Compare Tesseract and deep learning techniques for Optical Character Recognition of license plates

In this article, I follow techniques used in Google Translate app for the case of license plates and I compare performances of deep learning nets with what we could have previously done with Tesseract engine.

Cat

I first created a simple “plate annotation tool”

./annotate input_dir output.csv

in order to create a text file labelling the data, one line per character

image_path,character,x,y,width,height,orientation

in a CSV format. License plates are detected with a cascade classifier and letters with the findContours method from OpenCV. I filter contours that are too small compared to the license plate dimensions, and contours that do not contain enough black/dark colors, because french license plates are always written in black color.

I created a conversion tool

./extract file.csv output_dir --backend=[lmdb|leveldb|directory|tesseract]
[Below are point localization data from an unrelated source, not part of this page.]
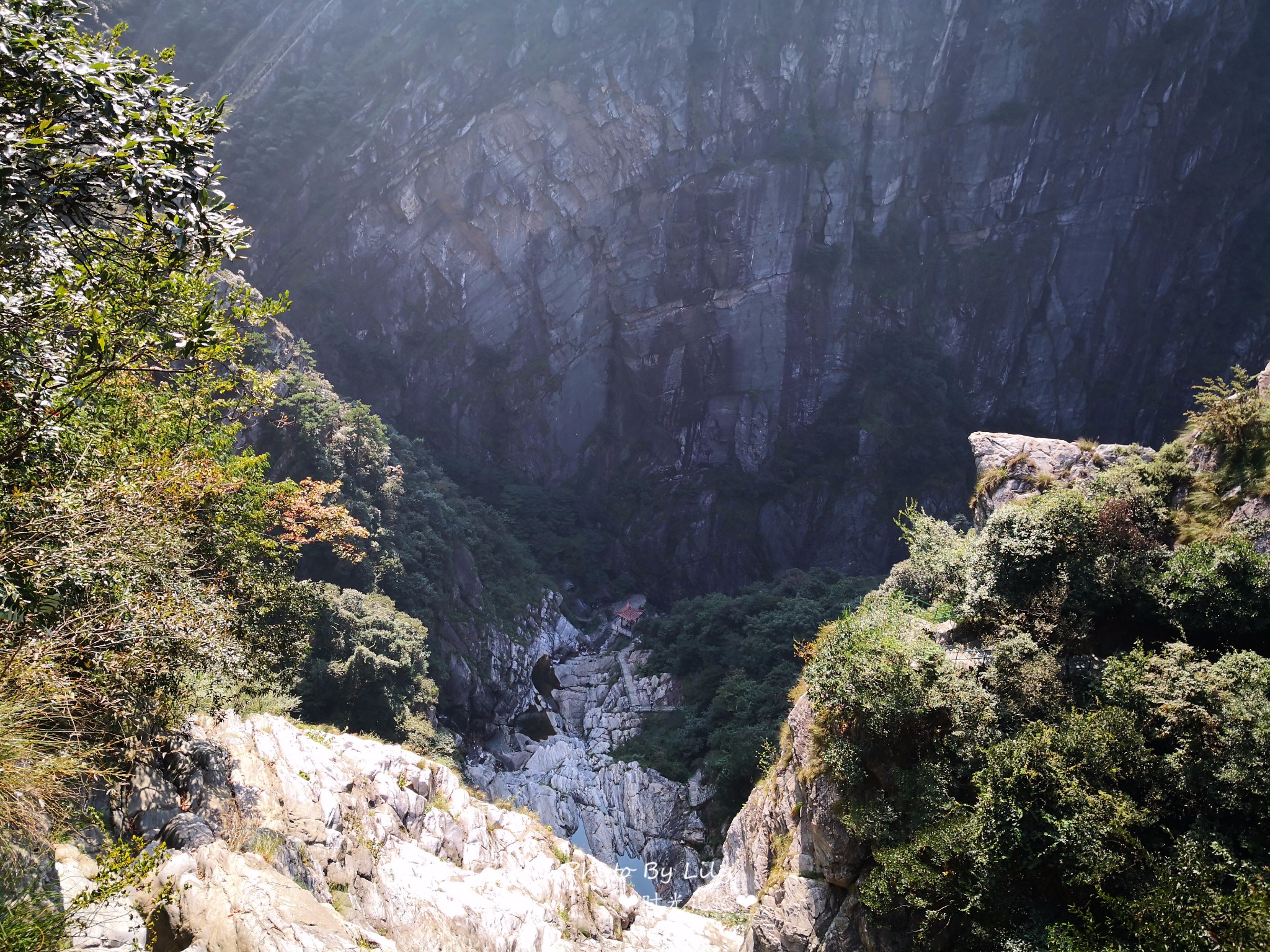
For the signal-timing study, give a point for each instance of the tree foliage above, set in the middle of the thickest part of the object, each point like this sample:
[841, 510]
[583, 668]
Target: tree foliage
[146, 564]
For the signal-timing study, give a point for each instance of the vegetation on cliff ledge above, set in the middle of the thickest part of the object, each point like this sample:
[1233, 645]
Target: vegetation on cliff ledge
[1095, 780]
[148, 557]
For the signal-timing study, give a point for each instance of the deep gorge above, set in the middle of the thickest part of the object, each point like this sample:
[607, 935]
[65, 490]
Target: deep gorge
[671, 475]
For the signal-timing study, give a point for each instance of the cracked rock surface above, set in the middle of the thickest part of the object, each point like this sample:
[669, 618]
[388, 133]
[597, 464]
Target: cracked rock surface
[335, 842]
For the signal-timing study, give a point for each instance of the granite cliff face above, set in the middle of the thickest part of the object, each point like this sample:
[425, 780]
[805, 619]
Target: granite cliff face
[701, 240]
[288, 839]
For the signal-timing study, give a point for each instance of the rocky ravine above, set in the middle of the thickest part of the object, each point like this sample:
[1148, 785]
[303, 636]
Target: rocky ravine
[290, 839]
[623, 813]
[652, 238]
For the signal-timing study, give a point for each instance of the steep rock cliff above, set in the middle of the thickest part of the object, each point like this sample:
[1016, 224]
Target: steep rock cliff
[693, 238]
[293, 839]
[790, 861]
[623, 813]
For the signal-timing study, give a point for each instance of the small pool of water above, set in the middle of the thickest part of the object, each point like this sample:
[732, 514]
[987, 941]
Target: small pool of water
[630, 867]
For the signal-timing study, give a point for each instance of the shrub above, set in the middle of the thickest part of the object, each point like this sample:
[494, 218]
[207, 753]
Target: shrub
[367, 667]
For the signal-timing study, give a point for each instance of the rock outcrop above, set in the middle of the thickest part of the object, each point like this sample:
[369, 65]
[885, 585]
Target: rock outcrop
[294, 839]
[624, 814]
[790, 861]
[1010, 466]
[651, 238]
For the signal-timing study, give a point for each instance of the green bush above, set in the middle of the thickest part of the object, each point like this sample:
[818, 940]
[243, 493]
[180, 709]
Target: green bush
[367, 669]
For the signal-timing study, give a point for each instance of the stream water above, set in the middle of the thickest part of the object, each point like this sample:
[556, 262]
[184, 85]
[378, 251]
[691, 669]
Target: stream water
[631, 867]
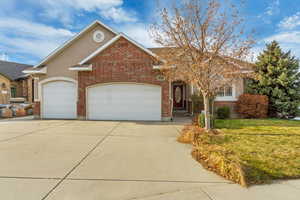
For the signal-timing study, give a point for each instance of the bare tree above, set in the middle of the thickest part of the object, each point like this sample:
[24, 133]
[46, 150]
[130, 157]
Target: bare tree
[205, 45]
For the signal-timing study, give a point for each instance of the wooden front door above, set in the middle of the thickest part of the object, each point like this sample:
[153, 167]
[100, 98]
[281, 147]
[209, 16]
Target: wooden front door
[178, 100]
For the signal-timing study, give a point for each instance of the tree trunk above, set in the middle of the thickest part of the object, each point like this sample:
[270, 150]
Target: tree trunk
[206, 102]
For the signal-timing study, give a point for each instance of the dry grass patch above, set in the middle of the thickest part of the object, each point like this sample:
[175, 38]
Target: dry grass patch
[251, 151]
[187, 134]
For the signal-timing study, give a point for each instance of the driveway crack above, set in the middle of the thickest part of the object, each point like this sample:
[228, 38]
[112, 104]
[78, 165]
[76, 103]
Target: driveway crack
[85, 157]
[32, 132]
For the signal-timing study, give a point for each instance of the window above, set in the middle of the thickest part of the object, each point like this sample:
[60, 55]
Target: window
[225, 92]
[13, 92]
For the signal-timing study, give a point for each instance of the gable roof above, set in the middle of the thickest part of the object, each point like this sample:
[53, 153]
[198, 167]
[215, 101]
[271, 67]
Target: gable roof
[113, 40]
[69, 42]
[13, 70]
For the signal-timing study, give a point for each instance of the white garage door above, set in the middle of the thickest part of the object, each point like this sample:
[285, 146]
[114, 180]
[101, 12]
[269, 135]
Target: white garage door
[126, 101]
[59, 100]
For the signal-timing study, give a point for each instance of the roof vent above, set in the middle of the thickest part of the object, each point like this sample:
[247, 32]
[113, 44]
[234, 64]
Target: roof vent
[98, 36]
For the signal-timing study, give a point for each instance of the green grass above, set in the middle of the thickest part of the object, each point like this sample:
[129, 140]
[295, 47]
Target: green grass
[270, 148]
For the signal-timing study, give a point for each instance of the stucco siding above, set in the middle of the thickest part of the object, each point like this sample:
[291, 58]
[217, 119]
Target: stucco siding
[4, 90]
[73, 54]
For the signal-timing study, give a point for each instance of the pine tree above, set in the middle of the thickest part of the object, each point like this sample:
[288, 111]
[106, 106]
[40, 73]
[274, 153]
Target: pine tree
[278, 78]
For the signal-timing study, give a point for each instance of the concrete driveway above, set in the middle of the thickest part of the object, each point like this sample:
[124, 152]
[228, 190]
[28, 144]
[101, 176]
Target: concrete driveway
[70, 160]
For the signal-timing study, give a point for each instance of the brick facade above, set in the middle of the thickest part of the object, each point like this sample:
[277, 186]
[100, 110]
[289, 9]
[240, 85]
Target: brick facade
[37, 109]
[121, 62]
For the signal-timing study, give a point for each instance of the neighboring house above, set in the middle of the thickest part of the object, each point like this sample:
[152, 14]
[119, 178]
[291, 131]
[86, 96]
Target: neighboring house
[102, 74]
[15, 85]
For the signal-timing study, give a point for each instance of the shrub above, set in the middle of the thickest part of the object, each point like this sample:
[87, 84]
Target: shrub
[223, 112]
[253, 106]
[201, 120]
[197, 101]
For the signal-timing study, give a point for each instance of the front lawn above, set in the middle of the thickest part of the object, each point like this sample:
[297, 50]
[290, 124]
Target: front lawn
[256, 151]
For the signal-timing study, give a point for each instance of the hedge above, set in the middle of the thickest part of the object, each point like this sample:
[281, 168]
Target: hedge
[253, 106]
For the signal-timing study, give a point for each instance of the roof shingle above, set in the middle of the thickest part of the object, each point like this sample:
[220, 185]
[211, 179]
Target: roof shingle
[13, 70]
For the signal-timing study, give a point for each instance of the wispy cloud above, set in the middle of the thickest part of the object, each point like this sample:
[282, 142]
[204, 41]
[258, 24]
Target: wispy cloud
[33, 39]
[273, 8]
[139, 32]
[290, 22]
[67, 9]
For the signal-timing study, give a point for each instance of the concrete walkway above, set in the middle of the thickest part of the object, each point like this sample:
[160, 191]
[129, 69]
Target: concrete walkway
[70, 160]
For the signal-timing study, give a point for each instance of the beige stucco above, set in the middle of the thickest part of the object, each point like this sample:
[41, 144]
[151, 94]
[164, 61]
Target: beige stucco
[83, 46]
[4, 89]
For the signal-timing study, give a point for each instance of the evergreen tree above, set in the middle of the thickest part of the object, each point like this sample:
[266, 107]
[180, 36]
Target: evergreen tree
[278, 78]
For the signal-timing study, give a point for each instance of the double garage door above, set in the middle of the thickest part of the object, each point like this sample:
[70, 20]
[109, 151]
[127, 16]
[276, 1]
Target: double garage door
[121, 101]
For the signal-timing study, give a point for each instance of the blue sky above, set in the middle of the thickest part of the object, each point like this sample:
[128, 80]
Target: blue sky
[31, 29]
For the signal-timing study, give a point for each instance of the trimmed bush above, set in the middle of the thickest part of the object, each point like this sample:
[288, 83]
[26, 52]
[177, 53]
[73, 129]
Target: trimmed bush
[201, 120]
[197, 101]
[253, 106]
[223, 112]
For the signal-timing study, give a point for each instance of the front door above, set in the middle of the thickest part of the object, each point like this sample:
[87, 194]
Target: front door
[178, 101]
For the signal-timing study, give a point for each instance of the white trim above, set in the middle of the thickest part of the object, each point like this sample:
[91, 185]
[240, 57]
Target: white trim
[228, 98]
[87, 68]
[73, 39]
[52, 79]
[100, 49]
[41, 71]
[36, 90]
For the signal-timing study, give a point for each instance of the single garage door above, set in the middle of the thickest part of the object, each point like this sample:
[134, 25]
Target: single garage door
[59, 100]
[126, 101]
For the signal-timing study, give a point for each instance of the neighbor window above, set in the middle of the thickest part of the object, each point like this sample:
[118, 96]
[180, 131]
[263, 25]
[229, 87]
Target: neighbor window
[225, 92]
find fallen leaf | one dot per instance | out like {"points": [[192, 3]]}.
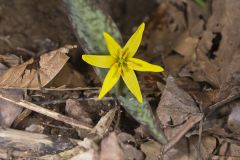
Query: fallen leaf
{"points": [[128, 145], [9, 111], [104, 123], [110, 148], [175, 105], [234, 120], [76, 110], [152, 150], [26, 75]]}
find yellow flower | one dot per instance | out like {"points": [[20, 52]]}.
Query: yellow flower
{"points": [[122, 64]]}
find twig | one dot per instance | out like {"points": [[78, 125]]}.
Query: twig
{"points": [[6, 40], [49, 113], [59, 101], [186, 127], [28, 52]]}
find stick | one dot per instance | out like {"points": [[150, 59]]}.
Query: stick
{"points": [[49, 113]]}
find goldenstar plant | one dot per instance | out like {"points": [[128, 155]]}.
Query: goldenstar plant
{"points": [[122, 64]]}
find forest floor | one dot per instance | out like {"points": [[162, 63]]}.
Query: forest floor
{"points": [[196, 98]]}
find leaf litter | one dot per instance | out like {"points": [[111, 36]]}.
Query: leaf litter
{"points": [[198, 46]]}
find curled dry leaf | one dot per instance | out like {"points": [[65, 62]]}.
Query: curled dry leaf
{"points": [[26, 75], [128, 145], [110, 148], [104, 123], [9, 111], [175, 105]]}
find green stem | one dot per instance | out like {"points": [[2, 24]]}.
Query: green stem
{"points": [[89, 22]]}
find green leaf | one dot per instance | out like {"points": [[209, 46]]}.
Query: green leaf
{"points": [[89, 23]]}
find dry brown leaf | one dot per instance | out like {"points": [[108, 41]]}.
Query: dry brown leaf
{"points": [[104, 123], [185, 149], [9, 111], [186, 46], [26, 75], [76, 110], [110, 148], [175, 105], [127, 143], [234, 120]]}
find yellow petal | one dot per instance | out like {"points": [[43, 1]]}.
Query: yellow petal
{"points": [[110, 80], [113, 47], [99, 60], [134, 42], [140, 65], [130, 79]]}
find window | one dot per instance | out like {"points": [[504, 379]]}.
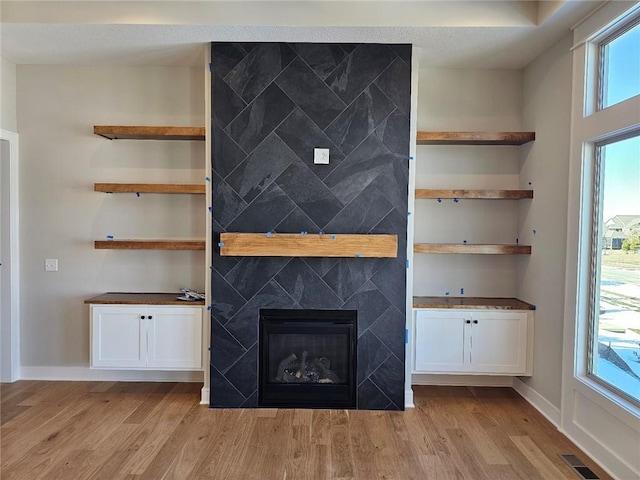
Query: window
{"points": [[614, 353], [620, 66], [613, 349]]}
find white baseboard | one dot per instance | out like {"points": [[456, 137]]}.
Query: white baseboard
{"points": [[87, 374], [461, 380], [408, 399], [544, 406], [204, 396]]}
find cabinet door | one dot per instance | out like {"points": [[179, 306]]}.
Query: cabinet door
{"points": [[440, 341], [118, 337], [499, 342], [175, 338]]}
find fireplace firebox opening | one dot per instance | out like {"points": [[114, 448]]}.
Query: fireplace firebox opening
{"points": [[307, 358]]}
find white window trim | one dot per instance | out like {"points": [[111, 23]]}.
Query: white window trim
{"points": [[605, 425]]}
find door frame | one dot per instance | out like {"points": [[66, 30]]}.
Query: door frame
{"points": [[14, 257]]}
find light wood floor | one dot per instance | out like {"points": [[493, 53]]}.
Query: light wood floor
{"points": [[104, 430]]}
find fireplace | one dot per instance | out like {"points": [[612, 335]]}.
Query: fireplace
{"points": [[307, 358]]}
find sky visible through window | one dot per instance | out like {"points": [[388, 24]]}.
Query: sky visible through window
{"points": [[622, 81], [622, 68], [616, 355]]}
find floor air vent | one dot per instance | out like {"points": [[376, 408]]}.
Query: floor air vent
{"points": [[579, 466]]}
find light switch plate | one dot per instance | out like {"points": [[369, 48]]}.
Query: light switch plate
{"points": [[321, 156], [50, 264]]}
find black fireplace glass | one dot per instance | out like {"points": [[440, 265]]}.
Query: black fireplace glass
{"points": [[307, 358]]}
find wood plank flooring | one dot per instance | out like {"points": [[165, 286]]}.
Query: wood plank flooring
{"points": [[111, 430]]}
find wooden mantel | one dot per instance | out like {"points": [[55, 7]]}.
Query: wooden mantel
{"points": [[308, 245], [136, 132], [475, 138]]}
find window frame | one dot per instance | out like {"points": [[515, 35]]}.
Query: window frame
{"points": [[601, 79], [594, 269]]}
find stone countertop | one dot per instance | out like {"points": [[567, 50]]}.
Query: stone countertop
{"points": [[127, 298], [478, 303]]}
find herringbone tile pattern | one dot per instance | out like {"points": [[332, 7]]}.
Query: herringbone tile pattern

to convert this CSV file to their respective format for Tesseract and Caffe learning. The directory option exports the extracts into a tree of directories, one directory per letter, which is a great way for me to check the labelling errors.

For Tesseract, this will bring me such a Tiff file with a .box file :

Tiff file for Tessearct

For Caffe, it will populate a LMDB database that I can inspect in Python :

import caffe
import numpy as np
import lmdb
import matplotlib.pyplot as plt

env = lmdb.open('test_lmdb')
t = ['A','B','C','D','E','F','G','H','I','J','K','L','M','N','O','P','Q','R','S','T','U','V','W','X','Y','Z','0','1','2','3','4','5','6','7','8','9'];

def get(k):
    with env.begin() as txn:
        raw_datum = txn.get(k)

    datum = caffe.proto.caffe_pb2.Datum()
    datum.ParseFromString(raw_datum)
    flat_x = np.fromstring(datum.data, dtype=np.uint8)
    x = flat_x.reshape(datum.channels, datum.height, datum.width)
    y = datum.label
    plt.imshow(x[0,...],cmap='gray')
    plt.show()
    print t[y]

get(b'00000006')
get(b'00000009')

The training set is composed of 5000 letters, and the test set of 160 letters. For Tesseract I had to use a subset for the training set of 800 letters, otherwise training was not working properly.

For deep learning, I used a standard LeNet neural network with dropout layers.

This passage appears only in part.